Sample-Efficient Optimization over Generative Priors via Coarse Learnability

We study zeroth-order optimization where solutions must minimize a cost $d(s)$ while maintaining high probability under a complex generative prior $L(s)$ (e.g., a parameterized model). This reduces to sampling from a target distribution proportional to $L(s) e^{-T \cdot d(s)}$. Since classical model-based optimization (MBO) lacks finite-sample guarantees for expressive approximate learners, we introduce "coarse learnability", a flexible statistical assumption requiring only that a learned model covers the target's probability mass within a polynomial factor. Leveraging this assumption, we design an iterative MBO algorithm called \alift with a sample correction step that provably approximates the target using only a polynomial number of samples. We apply this framework to globally optimizing non-convex objectives bounded by a quadratic envelope in $R^n$, where we show this assumption is naturally satisfied for a family of "optimistic" posterior distributions. To reach global $\varepsilon$-optimality, this implies a sample complexity of $\widetilde{O}(\log 1/\varepsilon)$, a rate characteristic of optimistic space-partitioning methods. We further justify coarse learnability as an assumption for generative priors theoretically, proving that in simple settings, parametric maximum likelihood estimation and over-smoothed kernel density estimators naturally satisfy it. Finally, one motivation for our framework comes from inference-time alignment. Though our primary contribution pertains to the theoretical foundations of MBO, we provide qualitative evidence that, in simple settings, even primitive LLMs can shift their distributions toward lower-cost regions when fine-tuned with zeroth-order feedback.

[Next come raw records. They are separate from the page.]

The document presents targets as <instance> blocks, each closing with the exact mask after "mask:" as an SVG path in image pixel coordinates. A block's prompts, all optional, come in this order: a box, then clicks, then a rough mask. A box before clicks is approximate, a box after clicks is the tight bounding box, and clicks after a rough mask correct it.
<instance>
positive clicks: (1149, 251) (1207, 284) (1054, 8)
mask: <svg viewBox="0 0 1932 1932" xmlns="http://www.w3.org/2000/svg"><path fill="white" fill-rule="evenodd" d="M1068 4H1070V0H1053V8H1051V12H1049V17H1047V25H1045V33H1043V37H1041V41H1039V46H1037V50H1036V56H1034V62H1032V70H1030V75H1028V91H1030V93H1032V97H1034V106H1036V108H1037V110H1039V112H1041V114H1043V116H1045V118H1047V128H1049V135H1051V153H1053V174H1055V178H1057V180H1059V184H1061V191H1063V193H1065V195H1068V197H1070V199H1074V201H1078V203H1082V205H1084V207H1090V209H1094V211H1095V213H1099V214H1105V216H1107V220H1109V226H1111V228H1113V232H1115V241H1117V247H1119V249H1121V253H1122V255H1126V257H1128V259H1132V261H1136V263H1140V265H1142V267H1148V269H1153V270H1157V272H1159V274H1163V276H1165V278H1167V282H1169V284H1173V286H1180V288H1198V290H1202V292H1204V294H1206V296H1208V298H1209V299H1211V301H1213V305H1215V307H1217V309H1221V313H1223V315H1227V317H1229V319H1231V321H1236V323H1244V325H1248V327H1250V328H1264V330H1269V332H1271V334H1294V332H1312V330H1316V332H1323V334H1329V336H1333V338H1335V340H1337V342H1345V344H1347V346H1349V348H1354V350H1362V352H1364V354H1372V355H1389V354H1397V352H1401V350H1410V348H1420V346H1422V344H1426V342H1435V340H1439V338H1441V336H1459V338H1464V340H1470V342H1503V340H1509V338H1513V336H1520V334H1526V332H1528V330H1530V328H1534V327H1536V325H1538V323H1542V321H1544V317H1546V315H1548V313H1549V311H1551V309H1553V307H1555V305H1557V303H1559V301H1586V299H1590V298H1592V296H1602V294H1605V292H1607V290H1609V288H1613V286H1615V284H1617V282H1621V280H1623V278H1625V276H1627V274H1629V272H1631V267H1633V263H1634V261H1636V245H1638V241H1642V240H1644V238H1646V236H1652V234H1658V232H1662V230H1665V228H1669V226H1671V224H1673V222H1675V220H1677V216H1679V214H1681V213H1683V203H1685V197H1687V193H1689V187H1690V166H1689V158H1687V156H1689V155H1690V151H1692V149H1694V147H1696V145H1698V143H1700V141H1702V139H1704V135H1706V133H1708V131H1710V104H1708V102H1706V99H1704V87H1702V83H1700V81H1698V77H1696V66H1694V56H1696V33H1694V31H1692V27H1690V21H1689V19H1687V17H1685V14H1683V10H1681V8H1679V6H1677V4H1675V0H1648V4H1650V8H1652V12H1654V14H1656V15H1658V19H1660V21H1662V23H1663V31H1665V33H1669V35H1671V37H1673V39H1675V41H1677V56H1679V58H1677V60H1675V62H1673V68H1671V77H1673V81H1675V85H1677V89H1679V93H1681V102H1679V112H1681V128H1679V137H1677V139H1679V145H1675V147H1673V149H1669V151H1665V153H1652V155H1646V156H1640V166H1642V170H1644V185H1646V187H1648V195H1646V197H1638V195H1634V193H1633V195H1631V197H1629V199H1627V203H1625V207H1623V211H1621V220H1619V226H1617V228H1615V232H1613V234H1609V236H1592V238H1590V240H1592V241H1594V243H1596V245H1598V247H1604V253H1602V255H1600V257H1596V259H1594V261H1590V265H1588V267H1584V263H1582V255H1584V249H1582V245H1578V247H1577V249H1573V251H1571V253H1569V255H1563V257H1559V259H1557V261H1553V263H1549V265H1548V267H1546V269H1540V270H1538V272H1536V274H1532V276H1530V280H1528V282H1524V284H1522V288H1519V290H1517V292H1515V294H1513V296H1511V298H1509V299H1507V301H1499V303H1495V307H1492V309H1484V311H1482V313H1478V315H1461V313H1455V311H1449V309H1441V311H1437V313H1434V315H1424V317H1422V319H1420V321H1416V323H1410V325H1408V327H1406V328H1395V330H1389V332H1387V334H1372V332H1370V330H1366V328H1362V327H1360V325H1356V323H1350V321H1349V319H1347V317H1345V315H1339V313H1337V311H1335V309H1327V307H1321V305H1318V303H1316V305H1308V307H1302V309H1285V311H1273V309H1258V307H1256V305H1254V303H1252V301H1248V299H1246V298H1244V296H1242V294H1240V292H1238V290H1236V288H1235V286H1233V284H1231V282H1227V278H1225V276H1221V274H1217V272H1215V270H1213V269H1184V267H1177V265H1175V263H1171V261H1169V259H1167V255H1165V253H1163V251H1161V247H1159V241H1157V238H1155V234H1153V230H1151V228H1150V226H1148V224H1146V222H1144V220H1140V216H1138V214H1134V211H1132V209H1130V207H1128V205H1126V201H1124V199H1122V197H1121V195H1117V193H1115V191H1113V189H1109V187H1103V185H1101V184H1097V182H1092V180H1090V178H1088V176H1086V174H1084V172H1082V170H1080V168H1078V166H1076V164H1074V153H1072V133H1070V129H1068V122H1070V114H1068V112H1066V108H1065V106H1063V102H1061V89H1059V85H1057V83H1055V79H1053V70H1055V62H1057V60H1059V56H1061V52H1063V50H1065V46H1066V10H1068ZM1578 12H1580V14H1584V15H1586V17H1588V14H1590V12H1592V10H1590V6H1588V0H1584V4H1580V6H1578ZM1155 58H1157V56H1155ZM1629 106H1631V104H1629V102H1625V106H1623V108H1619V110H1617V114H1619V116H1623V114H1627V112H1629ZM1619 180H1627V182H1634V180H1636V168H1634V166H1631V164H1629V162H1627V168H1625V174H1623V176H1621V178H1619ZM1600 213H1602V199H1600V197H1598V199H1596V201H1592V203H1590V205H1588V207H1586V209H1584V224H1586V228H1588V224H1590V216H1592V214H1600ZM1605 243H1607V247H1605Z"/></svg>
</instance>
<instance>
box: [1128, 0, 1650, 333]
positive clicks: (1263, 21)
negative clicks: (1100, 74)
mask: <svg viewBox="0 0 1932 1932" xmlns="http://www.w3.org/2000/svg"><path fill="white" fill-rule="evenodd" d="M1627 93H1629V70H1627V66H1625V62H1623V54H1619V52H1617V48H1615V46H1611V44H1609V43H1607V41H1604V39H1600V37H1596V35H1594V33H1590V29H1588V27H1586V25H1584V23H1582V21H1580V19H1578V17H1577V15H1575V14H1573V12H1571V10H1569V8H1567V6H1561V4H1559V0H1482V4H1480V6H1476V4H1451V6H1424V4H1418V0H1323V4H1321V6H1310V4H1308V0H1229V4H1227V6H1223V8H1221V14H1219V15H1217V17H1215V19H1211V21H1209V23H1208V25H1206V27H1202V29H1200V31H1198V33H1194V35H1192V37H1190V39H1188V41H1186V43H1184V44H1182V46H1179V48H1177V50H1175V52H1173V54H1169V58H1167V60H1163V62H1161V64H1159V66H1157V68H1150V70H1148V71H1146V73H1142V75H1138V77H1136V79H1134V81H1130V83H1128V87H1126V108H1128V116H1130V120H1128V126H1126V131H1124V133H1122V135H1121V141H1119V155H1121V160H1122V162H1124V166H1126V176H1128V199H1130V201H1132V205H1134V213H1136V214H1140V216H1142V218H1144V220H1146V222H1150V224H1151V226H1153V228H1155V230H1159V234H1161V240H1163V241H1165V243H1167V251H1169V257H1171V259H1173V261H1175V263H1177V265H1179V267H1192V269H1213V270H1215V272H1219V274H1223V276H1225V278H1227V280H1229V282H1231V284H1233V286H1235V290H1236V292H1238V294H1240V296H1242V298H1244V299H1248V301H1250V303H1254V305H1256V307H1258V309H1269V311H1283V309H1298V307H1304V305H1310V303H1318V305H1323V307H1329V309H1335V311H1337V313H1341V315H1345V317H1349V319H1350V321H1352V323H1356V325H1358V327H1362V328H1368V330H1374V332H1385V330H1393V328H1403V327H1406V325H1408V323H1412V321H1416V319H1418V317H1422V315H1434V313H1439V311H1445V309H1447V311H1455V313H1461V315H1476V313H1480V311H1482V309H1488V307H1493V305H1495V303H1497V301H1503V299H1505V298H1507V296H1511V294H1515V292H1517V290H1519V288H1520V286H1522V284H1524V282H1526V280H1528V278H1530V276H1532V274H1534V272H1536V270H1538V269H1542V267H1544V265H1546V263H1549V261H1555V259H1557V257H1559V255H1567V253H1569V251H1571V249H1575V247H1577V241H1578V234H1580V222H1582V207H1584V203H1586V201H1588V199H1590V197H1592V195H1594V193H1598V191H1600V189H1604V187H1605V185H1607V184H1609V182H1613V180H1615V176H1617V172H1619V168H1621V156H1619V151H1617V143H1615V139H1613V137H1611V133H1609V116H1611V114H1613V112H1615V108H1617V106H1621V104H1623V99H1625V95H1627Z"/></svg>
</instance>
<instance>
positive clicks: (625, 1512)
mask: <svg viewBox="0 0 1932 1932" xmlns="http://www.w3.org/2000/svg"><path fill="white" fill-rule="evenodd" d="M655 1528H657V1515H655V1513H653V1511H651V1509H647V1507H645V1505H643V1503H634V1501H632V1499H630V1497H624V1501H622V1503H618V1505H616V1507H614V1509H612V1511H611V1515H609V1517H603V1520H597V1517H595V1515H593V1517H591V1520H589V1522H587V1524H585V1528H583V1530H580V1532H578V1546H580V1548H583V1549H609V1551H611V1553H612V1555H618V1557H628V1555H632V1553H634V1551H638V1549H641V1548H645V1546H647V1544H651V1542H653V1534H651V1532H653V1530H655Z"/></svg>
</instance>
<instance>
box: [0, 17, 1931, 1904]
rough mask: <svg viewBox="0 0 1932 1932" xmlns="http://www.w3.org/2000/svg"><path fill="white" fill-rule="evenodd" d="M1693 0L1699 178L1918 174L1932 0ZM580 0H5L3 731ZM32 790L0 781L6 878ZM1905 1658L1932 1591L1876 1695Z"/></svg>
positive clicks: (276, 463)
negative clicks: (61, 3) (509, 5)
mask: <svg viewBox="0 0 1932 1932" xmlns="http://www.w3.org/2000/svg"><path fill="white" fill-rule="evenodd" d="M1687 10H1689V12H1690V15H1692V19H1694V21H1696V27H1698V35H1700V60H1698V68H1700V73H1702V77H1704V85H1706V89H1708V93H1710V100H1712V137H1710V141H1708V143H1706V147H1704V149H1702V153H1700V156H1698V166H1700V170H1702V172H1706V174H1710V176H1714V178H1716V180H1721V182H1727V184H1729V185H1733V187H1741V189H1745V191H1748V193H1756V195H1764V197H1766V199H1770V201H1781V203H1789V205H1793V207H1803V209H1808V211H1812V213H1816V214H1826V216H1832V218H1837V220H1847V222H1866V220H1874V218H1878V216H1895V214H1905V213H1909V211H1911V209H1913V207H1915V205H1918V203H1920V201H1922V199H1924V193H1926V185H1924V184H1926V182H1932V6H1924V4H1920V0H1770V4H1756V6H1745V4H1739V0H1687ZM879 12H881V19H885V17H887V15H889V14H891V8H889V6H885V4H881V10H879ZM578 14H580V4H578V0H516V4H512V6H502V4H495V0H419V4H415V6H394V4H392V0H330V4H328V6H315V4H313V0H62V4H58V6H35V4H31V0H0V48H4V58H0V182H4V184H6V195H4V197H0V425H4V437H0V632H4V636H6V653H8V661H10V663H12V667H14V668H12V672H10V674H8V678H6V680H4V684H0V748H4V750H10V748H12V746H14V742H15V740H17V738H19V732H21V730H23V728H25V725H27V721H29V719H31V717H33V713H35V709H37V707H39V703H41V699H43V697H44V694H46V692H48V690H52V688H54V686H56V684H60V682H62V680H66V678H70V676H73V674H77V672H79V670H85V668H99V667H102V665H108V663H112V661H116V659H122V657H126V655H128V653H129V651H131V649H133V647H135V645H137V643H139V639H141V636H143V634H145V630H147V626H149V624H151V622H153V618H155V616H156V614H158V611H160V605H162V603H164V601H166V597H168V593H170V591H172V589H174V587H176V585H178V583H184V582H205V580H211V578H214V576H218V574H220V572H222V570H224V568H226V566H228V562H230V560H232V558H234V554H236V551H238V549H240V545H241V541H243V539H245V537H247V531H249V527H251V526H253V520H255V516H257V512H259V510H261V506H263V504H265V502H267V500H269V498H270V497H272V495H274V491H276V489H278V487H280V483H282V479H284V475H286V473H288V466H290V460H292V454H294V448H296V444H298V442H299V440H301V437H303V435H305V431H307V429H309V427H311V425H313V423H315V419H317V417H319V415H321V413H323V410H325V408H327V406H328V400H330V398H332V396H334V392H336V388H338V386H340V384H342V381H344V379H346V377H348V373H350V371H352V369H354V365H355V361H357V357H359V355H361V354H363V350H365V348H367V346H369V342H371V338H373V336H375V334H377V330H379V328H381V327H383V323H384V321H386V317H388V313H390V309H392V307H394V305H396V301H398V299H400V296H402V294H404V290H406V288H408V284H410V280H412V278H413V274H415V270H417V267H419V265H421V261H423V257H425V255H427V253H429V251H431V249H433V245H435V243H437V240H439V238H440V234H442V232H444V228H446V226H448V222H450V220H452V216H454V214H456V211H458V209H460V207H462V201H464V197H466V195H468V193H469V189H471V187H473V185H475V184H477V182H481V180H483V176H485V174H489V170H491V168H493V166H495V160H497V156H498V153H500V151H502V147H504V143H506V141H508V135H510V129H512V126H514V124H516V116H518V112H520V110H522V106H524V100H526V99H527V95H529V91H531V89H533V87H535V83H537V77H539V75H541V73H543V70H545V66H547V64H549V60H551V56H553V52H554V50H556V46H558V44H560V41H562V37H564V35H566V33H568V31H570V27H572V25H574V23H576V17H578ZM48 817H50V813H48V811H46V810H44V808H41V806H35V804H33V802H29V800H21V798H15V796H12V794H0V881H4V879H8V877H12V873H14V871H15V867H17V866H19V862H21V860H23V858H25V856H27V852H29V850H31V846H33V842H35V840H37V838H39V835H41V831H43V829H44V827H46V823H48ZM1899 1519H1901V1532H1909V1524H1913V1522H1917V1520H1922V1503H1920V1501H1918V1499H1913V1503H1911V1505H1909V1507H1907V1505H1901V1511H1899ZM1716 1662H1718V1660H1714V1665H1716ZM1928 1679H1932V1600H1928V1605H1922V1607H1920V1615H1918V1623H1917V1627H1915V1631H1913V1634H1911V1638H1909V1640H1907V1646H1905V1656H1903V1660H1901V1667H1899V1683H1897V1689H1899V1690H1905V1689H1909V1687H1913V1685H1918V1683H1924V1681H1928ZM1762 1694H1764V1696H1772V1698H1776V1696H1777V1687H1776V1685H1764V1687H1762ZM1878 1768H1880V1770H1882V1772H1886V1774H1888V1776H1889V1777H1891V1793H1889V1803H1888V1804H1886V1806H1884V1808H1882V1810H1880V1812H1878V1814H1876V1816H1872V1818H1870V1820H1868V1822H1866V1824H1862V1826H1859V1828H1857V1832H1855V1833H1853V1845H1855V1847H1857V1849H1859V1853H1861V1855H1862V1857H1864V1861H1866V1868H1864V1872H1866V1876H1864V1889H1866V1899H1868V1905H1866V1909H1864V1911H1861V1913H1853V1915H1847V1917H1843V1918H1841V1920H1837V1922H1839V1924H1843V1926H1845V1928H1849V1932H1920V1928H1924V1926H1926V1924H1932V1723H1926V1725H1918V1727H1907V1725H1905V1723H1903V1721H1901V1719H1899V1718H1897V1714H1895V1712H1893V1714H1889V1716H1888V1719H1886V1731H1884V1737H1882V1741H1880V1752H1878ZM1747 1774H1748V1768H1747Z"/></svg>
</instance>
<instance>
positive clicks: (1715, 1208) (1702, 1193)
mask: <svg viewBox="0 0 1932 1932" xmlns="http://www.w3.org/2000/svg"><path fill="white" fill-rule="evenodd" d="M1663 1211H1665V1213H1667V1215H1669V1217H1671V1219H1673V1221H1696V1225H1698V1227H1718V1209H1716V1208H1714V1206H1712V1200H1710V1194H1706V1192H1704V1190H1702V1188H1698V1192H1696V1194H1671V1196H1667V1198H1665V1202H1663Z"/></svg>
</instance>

翻译：我们研究零阶优化问题，其中解必须在最小化代价函数$d(s)$的同时，以高概率保持与复杂生成先验$L(s)$（如参数化模型）的一致性。这等价于从与$L(s) e^{-T \cdot d(s)}$成正比的目標分布中采样。由于经典基于模型的优化（MBO）对表达能力强的近似学习器缺乏有限样本保证，我们引入了“粗可学习性”——一种灵活的统计假设，仅要求学习模型在多项式因子范围内覆盖目标分布的概率质量。基于这一假设，我们设计了名为\alift的迭代式MBO算法，该算法通过样本校正步骤，仅需多项式数量的样本即可证明性地逼近目标分布。我们将该框架应用于全局优化具有二次包络界的非凸目标函数（在$\mathbb{R}^n$空间中），并证明在此类问题中，对于一族“乐观”后验分布，该假设自然成立。为实现全局$\varepsilon$-最优性，该方法的样本复杂度为$\widetilde{O}(\log 1/\varepsilon)$，这一速率是乐观空间划分方法的典型特征。我们进一步从理论上论证了粗可学习性作为生成先验假设的合理性，证明在简单场景中，参数化极大似然估计和过度平滑的核密度估计自然满足该假设。最后，我们框架的动机之一来自推理时对齐。尽管我们的主要贡献在于MBO的理论基础，但我们提供的定性证据表明：在简单设定下，即使原始的大型语言模型（LLM）通过零阶反馈微调后，也能将其分布向低代价区域迁移。